Have you ever wondered how Matt LeBlanc earned the role of a lifetime as Joey Tribbiani on Friends? He played the hilarious, ambitious actor for ten years, from the show’s 1994 premiere to its 2004 finale. When he went to his very first audition for the part, he only had $9 in his bank account; today, he is worth $120 million.
According to Matthew Perry’s memoirs Friends, Lovers, and the Big Terrible Thing, Matt LeBlanc discovered how to play Joey from a conversation he had with Courteney Cox.
Matt LeBlanc struggled to develop the part because he was worried that his character trait was of the type of excellent, macho, ladies’ guy in the screenplay. The women on the show wouldn’t be friends with him or like him that much.
He was the only character on the program that needed to be better defined.

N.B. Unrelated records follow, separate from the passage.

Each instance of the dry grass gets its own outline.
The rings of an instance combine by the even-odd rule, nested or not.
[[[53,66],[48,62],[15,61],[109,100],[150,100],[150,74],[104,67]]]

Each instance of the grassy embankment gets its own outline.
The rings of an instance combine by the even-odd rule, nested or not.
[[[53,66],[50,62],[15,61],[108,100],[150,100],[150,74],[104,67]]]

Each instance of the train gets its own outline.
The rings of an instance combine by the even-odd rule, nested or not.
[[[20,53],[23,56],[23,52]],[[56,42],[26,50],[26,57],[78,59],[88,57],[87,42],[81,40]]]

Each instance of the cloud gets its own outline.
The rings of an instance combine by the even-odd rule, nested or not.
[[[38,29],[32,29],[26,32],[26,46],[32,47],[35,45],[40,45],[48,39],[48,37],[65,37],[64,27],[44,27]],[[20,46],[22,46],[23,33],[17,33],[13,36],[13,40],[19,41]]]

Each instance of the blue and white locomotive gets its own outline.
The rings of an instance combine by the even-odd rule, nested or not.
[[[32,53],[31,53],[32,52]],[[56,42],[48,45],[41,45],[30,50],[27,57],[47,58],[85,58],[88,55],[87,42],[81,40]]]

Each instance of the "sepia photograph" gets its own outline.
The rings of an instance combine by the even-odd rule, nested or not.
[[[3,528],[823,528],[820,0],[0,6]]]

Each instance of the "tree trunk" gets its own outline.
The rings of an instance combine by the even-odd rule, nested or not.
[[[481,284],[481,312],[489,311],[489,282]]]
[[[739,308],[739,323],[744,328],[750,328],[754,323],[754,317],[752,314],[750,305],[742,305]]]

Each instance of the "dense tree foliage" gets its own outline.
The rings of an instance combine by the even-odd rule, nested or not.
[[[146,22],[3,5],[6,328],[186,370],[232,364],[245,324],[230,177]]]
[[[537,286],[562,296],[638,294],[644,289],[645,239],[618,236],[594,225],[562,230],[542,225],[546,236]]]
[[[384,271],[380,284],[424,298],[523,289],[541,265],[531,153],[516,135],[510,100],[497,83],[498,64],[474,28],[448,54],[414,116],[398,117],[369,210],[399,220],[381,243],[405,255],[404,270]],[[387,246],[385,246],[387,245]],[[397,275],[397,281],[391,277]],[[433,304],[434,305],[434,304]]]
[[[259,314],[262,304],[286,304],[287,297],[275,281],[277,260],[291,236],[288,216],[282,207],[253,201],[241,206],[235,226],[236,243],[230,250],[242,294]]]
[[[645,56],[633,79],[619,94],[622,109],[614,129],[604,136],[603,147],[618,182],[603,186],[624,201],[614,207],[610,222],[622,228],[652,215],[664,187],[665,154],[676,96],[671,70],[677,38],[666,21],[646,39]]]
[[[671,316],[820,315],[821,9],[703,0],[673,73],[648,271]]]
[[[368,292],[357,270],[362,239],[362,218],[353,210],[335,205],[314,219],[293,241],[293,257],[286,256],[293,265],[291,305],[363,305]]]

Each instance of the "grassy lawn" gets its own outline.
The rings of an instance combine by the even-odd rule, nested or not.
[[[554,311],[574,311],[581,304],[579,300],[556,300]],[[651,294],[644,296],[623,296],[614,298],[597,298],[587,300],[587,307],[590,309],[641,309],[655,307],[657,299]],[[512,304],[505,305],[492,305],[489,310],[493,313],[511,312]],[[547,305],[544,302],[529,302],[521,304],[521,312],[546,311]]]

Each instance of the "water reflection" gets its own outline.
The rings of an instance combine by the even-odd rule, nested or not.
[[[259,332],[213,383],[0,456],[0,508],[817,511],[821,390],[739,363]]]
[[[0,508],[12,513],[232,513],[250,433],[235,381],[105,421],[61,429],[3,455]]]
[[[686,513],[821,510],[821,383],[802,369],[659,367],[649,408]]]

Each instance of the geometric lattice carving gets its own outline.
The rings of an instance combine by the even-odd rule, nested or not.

He was portrayed as an excellent, unemployed actor in the vein of Al Pacino, so he was acting that way, but it still needed to be fixed, writes Perry.
Courteney Cox Major Advice to Matt LeBlanc
Matt LeBlanc’s dumb moment came when Monica asked him, “have you ever thought about being there for her in the Season one Finale?” and Joey simply doesn’t understand the concept. That was when he turned from a ladies’ man to a lovely, hopeless, dumb character.
Perry asserts that following the birth of the Joey we know and love today, LeBlanc would ask him for help with his lines. But by season 10, his capability to remember the lines was improved so much that it was Perry who would walk into his room and ask him if he would deliver some of his lines.
Matt ultimately garnered three Golden Globe nods and three Emmy nominations for his work on Friends.
LeBlanc thought back on Joey’s intellect in the years following the program. “For me, he was never ‘stupid’; he was always just wrong, in my opinion. He had a parallel universe-style stream of reasoning of his own.”